We established that she wanted the Victoria Line, whereupon I pointed her (as she did not seem overburdened with luggage) towards the escalators.
***
Yet
another thing in that tiresomely ongoing series, Dept of Just Because You Haven't Heard Of A Thing, Doesn't Mean It Doesn't Or Didn't Exist. Though let's face it, Mark Lawson has serious form.
Abie’s Irish Rose, which was performed on Broadway 2,327 times in the 1920s - is also a family comedy turning on theological crises, in which a Jewish boy falls for a Catholic girl.
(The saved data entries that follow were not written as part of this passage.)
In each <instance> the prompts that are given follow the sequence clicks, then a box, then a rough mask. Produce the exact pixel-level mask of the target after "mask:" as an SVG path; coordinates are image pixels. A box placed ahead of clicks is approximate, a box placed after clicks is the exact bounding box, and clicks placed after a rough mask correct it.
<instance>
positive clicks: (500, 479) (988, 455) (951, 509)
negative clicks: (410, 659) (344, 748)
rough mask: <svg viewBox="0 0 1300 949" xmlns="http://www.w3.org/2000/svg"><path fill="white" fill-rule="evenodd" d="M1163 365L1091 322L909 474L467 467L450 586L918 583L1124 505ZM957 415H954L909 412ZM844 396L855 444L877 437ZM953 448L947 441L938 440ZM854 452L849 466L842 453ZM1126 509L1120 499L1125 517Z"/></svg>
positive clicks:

Written by Anne Nichols, one of a number of American female dramatists who flourished in a period when they were almost unknown in Britain.
Interwar British dramatists may not be my Mastermind special subject, but women writers of the period are, and without giving it much thought I can name at least 5 who had plays in the West End during the 1920s/30s: Cicely Hamilton, Marie Stopes (actually, I am not sure that in those days the Royal Court in Sloane Square would have counted as West End, but still, major London theatre, for her birth control play, Our Ostriches, not to mention her children's play, allegedly co-authored with her son Harry, Buckie's Bears, which I am under the impression became a bit of a Christmas season institution during the 1930s), GB Stern (her own The Man Who Pays The Piper besides dramatisations by other hands of her novels), Clemence Dane, and Dodie Smith. Codfish to Mr Lawson, stat. Not to mention, he does namecheck The Mousetrap but clearly is unacquainted with Dame Agatha's much longer career in theatre, dating back to the period in question.